Ein Streifzug durch den Botanischen Garten in Bochum bescherte mir kürzlich diese wunderschöne Passionsblume. Dass die Aufnahme am Ende derart scharf geworden ist, grenzt an ein kleines Wunder, denn mein Autofokus hat zwischenzeitlich ordentlich gestreikt. Da die Blüte recht tief hing, blieb mir nichts anderes übrig, als die Schärfe im reinen Blindflug manuell einzustellen. Das Risiko hat sich gelohnt! So habe ich wieder ein faszinierendes Motiv für den Nature Thursday eingefangen. Ich hege ohnehin eine große Schwäche für Passionsblumen, auch wenn es mir zu Hause leider erst ein einziges Mal vergönnt war, sie zum Blühen zu bringen.
Gemini’s Klugscheißer-Ecke:
Passionsblume (Passiflora)
- Was ist das? Eine meist kletternde, rankende Pflanze aus den Tropen und Subtropen (besonders Süd- und Mittelamerika), die für ihre außergewöhnlich komplexen und exotisch wirkenden Blüten berühmt ist.

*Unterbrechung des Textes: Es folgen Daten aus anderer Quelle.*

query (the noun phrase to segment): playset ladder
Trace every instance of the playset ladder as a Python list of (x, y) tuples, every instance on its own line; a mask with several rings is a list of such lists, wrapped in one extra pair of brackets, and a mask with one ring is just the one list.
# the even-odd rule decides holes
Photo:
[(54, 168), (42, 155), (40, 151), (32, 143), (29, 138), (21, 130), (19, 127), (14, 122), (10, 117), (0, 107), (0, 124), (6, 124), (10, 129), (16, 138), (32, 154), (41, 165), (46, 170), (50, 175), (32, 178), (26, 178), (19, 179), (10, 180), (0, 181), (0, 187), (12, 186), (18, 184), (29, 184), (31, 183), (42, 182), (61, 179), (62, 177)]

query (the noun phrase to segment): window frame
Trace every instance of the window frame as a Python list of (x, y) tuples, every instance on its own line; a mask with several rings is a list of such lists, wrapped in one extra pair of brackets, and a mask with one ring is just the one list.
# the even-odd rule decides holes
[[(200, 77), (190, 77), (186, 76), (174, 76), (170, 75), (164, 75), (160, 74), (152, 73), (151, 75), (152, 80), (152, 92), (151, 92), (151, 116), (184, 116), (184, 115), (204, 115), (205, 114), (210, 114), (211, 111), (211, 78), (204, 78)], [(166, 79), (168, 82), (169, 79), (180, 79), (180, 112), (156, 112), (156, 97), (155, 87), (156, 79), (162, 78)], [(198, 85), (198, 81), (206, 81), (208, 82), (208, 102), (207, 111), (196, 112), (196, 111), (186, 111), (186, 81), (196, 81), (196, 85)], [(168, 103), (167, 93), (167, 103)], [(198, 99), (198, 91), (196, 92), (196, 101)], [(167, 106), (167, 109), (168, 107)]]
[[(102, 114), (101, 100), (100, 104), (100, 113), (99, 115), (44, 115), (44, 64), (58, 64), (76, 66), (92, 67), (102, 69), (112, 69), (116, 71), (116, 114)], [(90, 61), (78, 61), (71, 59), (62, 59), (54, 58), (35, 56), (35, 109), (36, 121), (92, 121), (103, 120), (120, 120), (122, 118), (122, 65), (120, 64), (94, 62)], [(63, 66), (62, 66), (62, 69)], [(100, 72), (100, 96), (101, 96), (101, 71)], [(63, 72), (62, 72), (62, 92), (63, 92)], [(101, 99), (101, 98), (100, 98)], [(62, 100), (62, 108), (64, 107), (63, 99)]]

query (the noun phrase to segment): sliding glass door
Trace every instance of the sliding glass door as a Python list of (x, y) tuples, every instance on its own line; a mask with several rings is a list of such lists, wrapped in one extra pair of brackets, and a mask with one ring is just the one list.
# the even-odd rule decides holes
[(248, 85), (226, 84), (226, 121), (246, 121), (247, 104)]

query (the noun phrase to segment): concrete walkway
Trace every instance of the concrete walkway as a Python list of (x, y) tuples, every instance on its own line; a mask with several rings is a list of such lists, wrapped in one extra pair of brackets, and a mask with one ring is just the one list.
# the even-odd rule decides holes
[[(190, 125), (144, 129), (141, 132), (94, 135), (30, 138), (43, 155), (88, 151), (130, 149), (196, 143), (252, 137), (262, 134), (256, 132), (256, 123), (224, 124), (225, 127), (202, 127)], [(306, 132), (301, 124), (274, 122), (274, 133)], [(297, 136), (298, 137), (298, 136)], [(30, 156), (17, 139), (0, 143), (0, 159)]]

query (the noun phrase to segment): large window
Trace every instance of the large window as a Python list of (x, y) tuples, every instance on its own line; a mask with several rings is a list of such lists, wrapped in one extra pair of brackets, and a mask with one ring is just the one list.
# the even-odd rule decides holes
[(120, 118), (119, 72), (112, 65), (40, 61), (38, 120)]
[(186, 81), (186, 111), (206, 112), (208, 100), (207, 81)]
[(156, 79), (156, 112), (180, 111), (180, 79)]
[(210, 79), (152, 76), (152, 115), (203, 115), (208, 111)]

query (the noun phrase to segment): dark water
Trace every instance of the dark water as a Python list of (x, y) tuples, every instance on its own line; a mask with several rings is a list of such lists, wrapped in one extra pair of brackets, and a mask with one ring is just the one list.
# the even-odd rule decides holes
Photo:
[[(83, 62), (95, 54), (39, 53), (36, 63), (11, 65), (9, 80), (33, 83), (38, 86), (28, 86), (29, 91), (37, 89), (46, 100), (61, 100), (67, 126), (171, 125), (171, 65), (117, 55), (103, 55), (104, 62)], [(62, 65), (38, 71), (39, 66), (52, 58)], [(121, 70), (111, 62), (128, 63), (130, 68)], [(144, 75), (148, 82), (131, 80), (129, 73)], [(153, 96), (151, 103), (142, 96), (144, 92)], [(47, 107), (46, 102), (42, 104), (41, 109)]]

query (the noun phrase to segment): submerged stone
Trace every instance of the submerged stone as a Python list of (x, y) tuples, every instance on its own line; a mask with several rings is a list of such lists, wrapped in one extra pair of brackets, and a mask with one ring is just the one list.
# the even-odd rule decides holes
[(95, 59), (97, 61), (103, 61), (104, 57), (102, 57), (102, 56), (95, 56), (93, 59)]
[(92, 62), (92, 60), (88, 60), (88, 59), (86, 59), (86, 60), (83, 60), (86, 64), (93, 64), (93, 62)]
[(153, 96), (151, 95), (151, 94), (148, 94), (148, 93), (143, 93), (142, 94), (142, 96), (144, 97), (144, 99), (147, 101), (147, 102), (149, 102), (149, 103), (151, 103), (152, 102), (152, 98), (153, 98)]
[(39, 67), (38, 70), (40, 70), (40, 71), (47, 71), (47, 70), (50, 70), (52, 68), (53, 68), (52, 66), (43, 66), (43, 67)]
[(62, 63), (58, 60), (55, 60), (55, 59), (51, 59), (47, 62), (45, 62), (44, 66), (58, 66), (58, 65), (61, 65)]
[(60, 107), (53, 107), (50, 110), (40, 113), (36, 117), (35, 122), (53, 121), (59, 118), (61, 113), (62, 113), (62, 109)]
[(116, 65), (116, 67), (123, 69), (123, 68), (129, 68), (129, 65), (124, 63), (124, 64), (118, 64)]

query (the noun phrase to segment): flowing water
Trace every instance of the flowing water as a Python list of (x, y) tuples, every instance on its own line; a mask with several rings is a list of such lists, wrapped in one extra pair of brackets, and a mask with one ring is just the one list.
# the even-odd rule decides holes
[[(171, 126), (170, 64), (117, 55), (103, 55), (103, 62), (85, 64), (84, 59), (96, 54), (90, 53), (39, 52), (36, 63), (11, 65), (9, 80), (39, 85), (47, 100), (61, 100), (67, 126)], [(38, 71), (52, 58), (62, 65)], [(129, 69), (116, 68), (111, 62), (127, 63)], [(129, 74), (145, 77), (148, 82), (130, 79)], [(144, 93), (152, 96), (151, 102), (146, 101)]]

- Eigenschaften: Sie wächst extrem schnell und bildet lange Ranken aus. Das auffälligste Merkmal sind die großen Blüten mit einem markanten, oft mehrfarbigen Kranz aus Fäden (Nebenkrone) sowie den stark hervorstehenden Staub- und Fruchtblättern.
- Vorteile / Nutzen: Viele Passionsblumenarten bringen genießbare Früchte hervor – die bekannteste ist die Maracuja (Passionsfrucht). In der Pflanzenheilkunde wird das Kraut bestimmter Arten zudem als natürliches Beruhigungsmittel bei innerer Unruhe und Schlafproblemen geschätzt.
- Interessante historische oder kulturelle Info: Spanische Einwanderer und Missionare gaben der Pflanze im 17. Jahrhundert ihren Namen. Sie sahen in den markanten Blütenteilen Symbole für die „Passion Christi“: Die Fäden der Nebenkrone standen für die Dornenkrone, die fünf Staubblätter für die Wundmale und die Narben für die Nägel am Kreuz.